American sports announcer (born 1956)

Kenny Rice (born July 28, 1956) is an American sportscaster known nationally for his horse racing reporting with NBC and MMA coverage for HDNet.

==Biography==
Kenny Rice was born July 28, 1956, in McDowell, Floyd County, Kentucky. He grew up in the town of Eastern, and began his career as a disc jockey while in high school for WDOC in Prestonsburg, Kentucky. After graduating from the University of Kentucky in 1980, he became the Sports Director for WTVQ TV in Lexington.

==Professional career==

===ESPN===
A national "stringer" in the early days of ESPN's SportsCenter, Rice filed reports from 1982 to 1990 and was a correspondent for Down the Stretch (1982–1985) and Wire to Wire (1998–2005).

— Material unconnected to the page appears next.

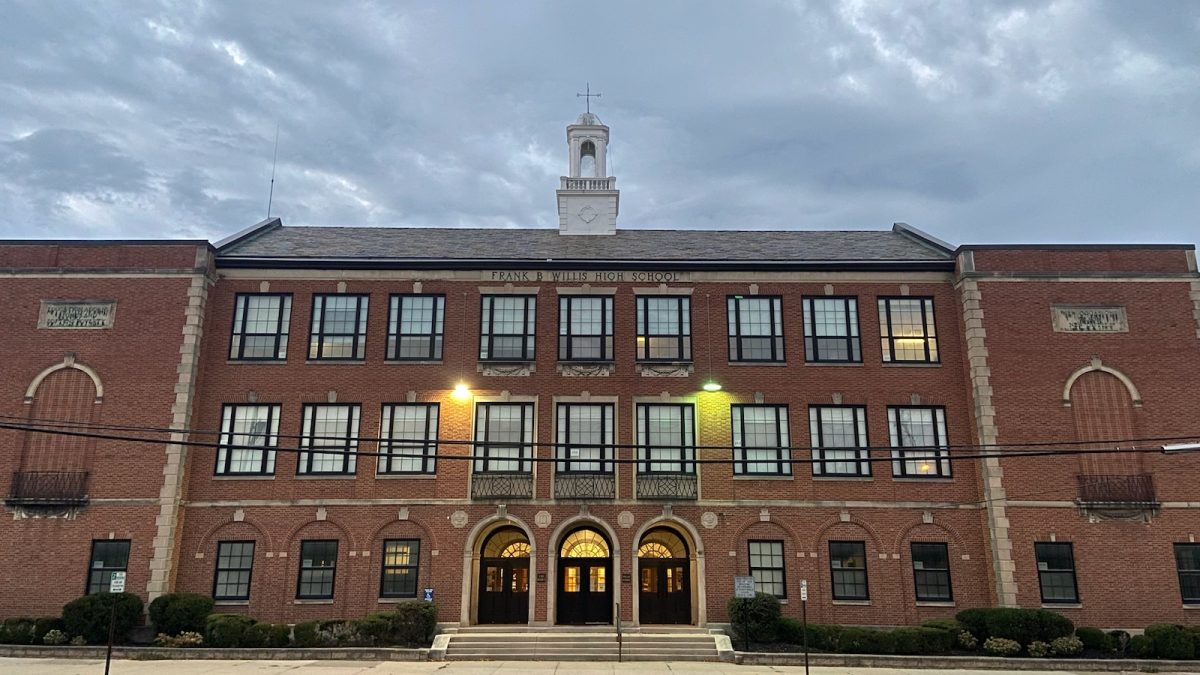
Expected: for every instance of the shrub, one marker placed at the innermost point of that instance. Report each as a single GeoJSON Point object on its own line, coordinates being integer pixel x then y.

Rice was host and reporter for horse racing including Breakfast at the Kentucky Derby and 2Day at the Races (1997–2006). He was an on-site co-host of college basketball's Midnight Madness for the debut of ESPNU (2005). He has also been a frequent contributor of Horse Racing coverage to the ESPN web site.

===NBC===
Since 1999, Rice has covered horse racing, reporting on the Kentucky Derby, Preakness Stakes, Breeders' Cup and Belmont Stakes. He's worked two Summer Olympics; boxing reporter (2004) and host of Equestrian Competition (2008). In addition, Rice covered the U.S. Olympic Trials in both Triathlon (Host) and Equestrian (Reporter) and has reported on the NFL for NBC's Football Night in America. He did play by play of Track and Field, Rugby, and Basketball at the 2008 Paralympic Games for NBC's Universal Sports with his track calls used in an NBC documentary of the games. He called the Pro Bull Riders World Finals ('05, '07). Since 2008 he has been the host of the Hambletonian Harness race.

===NBCSN===
Rice has been a co-commentator alongside former MMA fighter Bas Rutten for the World Series of Fighting since WSOF 5 was broadcast on NBCSN on September 14, 2013.

===HDNet===
Rice has worked for Mark Cuban's HDNet since 2003 and hosts the popular Inside MMA with legendary champion Bas Rutten (they also announced for the short-lived IFL on Fox Sports Net). Rice called play by play of the inaugural United Football League 2009 season with Paul Maguire. His college football play by play includes the game, Harvard VS. Yale and the Monon Bell Game between Wabash College and DePauw, as well as college basketball calls of the John R. Wooden Classic, Legends Classic and College Basketball Invitational. Rice worked with Rex Chapman calling Pac-10, Missouri Valley Conference, Horizon League and West Coast Conference basketball games from 2003 to 2005. He has also done boxing and MMA play by play and hosted horse racing coverage including the Santa Anita Derby.

===Other===
Since 2008 Rice has hosted what is considered by thoroughbred racing enthusiasts racing's biggest night, The Eclipse Awards. He also appeared in the 2011 documentary film When Happy Met Froggie.

==Awards==
- 2007-Honored upon a visit to the Kentucky Senate
- 1996-Eclipse Award for Outstanding Local Television Achievement.
- 1996- Youngest recipient of the Charles W. Engelhard award for Lifetime Contribution to the Kentucky Thoroughbred Industry.
- 1984-Won the First Hervey Award given for Outstanding TV Reporting of Harness Racing.